Discovery’s R1 million grant to Childsafe NGO a total “game-changer”

22/08/2017 | By Admin

THE biggest killer of South African children aged between one and 18 is not infectious disease – it’s a mix of accidents and injuries.

In South Africa, most children – some 32% – die in road traffic crashes, followed by drowning (17 %) and burn wounds at 9 %. All are preventable. It’s this very prevention that drives the NGO Childsafe South Africa which provides critical research and intervention programmes to reduce and prevent intentional and unintentional childhood injuries.

A R1 million grant from Discovery last year, as part of the Discovery Foundation Excellence Awards programme, has been a “game-changer” for the organisation.

Said Childsafe chair, Professor Sebastian van As: “This funding has made it possible to appoint a new executive director to drive our programmes from the Western Cape, where Childsafe is based, to other provinces in the near future and especially to Gauteng and KwaZulu Natal.”

Childsafe’s expansion focus includes training workshops for healthcare professionals such as special care nurses, general nurses an social workers, to educate and empower them to take comprehensive knowledge on childhood injury prevention into their communities.

Since receiving the grant, a series of insights resulting from Childsafe’s work and research has been published by the South African Medical Journal in their 2017 editions. These insights include access to clean, safe and sustainable energy technologies for impoverished families, the use of child restraints in motor vehicles, research into physical and sexual violence against children, the prevention of ingestion of caustic and foreign bodies by young children, policy on protecting children, and more.

“Our current growth phase is very exciting for us as we will expand our activities and spread our message to help more people create safer environments for children,” says Van As.

“The roads are hazardous for all South Africans, with children often exposed to danger in minibuses on their way to or from school,” said Van As, based at the Red Cross War Memorial Children’s Hospital in Cape Town. “Every year we treat around 200 kids ejected from cars because they were not strapped in. That’s almost one a day.”

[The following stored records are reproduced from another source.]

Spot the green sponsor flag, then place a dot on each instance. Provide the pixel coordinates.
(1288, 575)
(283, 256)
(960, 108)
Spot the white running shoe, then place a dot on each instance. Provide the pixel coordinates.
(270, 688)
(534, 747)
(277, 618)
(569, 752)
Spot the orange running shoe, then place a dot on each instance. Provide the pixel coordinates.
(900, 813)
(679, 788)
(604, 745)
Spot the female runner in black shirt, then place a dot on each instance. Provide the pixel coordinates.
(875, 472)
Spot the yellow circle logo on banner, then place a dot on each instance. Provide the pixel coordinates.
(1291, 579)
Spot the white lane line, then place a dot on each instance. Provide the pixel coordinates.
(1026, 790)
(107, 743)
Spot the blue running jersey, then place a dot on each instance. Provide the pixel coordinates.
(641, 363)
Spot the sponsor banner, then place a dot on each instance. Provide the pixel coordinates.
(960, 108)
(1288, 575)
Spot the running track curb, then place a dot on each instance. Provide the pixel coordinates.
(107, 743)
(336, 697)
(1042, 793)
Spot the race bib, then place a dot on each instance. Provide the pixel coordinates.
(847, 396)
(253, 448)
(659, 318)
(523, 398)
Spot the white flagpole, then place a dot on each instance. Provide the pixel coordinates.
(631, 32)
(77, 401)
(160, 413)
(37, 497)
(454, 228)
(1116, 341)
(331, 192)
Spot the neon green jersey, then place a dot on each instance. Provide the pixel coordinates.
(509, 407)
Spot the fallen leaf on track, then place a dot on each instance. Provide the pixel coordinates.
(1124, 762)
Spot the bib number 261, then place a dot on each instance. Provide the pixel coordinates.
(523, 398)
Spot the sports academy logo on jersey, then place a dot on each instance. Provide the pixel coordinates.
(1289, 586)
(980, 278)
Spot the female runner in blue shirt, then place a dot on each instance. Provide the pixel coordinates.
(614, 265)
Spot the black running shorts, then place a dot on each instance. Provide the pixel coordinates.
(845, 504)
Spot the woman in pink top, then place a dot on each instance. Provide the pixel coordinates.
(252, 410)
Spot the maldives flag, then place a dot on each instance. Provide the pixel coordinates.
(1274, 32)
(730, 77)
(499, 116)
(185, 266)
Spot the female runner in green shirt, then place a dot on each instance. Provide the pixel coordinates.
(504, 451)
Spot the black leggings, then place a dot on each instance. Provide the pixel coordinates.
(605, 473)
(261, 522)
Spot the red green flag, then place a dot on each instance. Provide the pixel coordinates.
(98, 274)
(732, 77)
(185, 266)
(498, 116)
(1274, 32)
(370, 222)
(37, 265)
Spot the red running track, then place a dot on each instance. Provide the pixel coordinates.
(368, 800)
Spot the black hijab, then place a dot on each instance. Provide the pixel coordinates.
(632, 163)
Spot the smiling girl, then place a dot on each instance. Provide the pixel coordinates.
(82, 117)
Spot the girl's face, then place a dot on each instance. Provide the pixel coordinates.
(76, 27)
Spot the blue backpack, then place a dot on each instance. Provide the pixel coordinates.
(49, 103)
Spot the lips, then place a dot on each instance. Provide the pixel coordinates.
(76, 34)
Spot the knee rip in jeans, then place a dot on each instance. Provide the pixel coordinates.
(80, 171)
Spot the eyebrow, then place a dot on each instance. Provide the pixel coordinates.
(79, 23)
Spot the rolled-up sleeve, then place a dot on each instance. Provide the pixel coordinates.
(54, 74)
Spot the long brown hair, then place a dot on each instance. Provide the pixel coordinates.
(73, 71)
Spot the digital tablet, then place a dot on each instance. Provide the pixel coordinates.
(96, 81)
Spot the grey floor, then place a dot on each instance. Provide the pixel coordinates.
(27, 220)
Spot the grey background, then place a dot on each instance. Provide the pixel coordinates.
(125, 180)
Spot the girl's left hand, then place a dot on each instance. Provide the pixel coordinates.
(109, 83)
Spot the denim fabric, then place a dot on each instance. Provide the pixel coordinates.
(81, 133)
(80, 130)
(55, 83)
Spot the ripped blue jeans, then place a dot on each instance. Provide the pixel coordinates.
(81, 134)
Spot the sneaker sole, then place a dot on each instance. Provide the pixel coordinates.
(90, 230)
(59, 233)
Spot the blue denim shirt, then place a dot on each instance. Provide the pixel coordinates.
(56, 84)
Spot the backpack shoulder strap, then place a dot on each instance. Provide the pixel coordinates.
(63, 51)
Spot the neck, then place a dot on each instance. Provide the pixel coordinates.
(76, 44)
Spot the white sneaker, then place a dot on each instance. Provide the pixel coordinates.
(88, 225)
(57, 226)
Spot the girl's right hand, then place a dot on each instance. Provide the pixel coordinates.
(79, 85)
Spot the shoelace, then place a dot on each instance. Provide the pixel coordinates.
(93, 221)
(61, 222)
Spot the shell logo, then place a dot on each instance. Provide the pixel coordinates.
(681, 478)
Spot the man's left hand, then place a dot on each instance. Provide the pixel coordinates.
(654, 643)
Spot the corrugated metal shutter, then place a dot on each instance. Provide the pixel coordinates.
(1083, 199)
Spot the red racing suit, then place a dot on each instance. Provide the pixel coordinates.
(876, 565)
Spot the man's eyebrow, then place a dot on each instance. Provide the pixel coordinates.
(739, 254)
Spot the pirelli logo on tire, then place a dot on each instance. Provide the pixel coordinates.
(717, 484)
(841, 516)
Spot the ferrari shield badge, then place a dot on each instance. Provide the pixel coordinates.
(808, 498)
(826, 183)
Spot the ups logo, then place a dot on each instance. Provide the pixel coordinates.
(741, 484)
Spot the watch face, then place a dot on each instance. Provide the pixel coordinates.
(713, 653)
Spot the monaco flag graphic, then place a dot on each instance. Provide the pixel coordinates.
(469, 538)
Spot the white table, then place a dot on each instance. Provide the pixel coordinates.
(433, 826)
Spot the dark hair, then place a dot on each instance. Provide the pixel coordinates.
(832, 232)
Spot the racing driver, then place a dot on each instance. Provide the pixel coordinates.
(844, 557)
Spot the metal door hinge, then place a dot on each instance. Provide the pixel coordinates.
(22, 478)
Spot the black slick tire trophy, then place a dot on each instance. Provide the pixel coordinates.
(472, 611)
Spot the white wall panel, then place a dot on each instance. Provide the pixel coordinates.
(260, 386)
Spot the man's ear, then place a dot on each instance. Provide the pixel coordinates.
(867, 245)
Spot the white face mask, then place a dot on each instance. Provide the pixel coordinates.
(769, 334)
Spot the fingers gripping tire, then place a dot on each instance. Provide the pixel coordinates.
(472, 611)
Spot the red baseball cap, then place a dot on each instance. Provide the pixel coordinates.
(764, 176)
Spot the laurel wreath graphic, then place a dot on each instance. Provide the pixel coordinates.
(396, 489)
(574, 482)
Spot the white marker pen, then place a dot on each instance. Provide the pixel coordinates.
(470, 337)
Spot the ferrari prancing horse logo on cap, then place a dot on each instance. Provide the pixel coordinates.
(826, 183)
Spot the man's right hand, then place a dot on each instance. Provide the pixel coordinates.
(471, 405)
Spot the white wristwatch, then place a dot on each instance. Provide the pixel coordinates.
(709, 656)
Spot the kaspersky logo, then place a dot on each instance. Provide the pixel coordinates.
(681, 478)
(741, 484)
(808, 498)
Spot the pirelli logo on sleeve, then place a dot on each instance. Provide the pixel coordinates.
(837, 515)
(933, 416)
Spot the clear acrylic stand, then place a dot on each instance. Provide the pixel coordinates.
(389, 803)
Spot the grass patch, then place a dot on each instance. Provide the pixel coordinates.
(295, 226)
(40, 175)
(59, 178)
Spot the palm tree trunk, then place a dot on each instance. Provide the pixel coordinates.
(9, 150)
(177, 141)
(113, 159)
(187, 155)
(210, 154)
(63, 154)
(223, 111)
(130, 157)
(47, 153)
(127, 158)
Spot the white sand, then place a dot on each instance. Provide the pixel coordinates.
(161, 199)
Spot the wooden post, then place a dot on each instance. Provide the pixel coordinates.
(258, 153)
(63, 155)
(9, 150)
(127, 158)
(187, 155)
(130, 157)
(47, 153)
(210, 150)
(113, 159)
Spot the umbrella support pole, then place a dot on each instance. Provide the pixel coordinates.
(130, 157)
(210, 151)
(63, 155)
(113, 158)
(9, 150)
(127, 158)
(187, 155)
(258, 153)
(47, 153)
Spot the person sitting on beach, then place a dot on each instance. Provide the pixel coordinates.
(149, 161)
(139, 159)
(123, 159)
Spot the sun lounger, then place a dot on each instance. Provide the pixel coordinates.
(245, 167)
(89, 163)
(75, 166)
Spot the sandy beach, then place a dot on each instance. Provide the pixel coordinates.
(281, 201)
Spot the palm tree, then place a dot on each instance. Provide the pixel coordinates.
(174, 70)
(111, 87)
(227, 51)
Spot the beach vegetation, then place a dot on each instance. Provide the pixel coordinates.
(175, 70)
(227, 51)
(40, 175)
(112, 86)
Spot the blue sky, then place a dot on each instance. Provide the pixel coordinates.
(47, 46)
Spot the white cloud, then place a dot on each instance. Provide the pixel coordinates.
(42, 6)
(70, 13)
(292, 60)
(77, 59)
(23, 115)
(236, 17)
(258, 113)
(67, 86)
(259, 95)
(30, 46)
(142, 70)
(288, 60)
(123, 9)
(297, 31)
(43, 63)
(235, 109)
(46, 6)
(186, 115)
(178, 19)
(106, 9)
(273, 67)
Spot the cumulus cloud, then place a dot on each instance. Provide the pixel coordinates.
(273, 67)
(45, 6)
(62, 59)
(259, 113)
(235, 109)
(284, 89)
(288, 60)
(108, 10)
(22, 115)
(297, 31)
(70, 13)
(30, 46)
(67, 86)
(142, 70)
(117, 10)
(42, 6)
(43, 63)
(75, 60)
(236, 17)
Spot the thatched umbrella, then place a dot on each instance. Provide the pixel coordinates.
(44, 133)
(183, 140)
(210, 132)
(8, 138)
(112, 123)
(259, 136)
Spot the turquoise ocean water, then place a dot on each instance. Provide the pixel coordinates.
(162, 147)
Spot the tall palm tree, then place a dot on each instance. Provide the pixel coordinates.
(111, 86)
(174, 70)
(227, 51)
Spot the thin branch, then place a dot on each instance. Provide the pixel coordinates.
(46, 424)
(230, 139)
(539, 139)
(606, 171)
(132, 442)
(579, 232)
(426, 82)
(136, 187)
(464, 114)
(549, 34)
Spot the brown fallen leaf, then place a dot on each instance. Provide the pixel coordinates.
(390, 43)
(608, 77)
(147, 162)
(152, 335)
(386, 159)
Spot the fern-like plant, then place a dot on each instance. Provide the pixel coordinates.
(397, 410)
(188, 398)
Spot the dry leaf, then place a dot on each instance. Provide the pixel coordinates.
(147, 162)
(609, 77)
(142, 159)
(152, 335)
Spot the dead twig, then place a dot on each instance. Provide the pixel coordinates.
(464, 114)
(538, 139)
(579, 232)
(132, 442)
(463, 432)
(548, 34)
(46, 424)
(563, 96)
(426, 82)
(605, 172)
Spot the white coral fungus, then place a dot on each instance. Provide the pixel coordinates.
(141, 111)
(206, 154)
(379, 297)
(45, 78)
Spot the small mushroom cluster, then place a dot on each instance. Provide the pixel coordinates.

Childhood deaths are only the tip of the iceberg, he said. “Vast numbers of children are left with physical and mental scarring, mutilation and disability. As expected, the greatest burden is carried by low- and middle-income countries and regions, where over 95 % of all deaths of injured children occur,” he said.

“It’s a tragedy. We are working to create a society in which all children can grow up safely and prosper without the threat of a serious injury impacting on their lives.”

By studying the various injuries that children present with, Childsafe has identified patterns of injury and ways to prevent them. “We set up a database to clearly identify the causes and effects of accidents. We have entered information on close to 200 000 children and with this, we design programmes to help prevent accidents,” said Van As.

The Red Cross Children’s Hospital alone treats approximately 10 000 injured children annually.

The Discovery Foundation Awards, launched in 2006, have over the past decade secured significant investment for individuals and programmes engaged in bringing excellence into public healthcare.

Said Ruth Lewin, Discovery’s head of corporate sustainability: “Our grant to Childsafe recognises their crucial efforts to protect children, and has allowed them to begin expanding their operations throughout South Africa.“

The Discovery Foundation Awards have over the past decade secured significant investment in:

  • Cultivating skilled medical professionals in all areas of healthcare – and especially in areas of greatest need.
  • Training people and investing in medical education to support existing government programmes and address resource and skills gaps.
  • Building experienced specialist skills in South Africa to ensure available skills to train the next generation of healthcare providers.
  • Nurturing and keeping much-needed medical skills in rural communities.
  • Improving on environments and infrastructure that support training and development of medical professionals.

The Discovery Foundation has supported the training of 300 new medical professionals working in South Africa’s public healthcare system. “There is a specific focus on producing talent to address under-resourcing in rural areas, to further Academic Medicine and to increase the number of sub-specialists in the country, particularly in areas of greatest need,” said Lewin.

The awards are allocated annually by the Discovery Foundation and offer financial support to talented academics and clinicians to allow them further training, research and development in their field.

“Hundreds of outstanding doctors and institutions have received Discovery Foundation Awards over the past 10 years. Many have tangibly improved health outcomes for the people and communities they serve, while others have gone on to influence policy on a broader scale.

“The annual Discovery Foundation Awards represent Discovery’s investment in promising medical professionals dedicated to excellence in the public sector, and to propelling them forward in their academic and clinical ambitions to the benefit of all South Africans,” adds Lewin.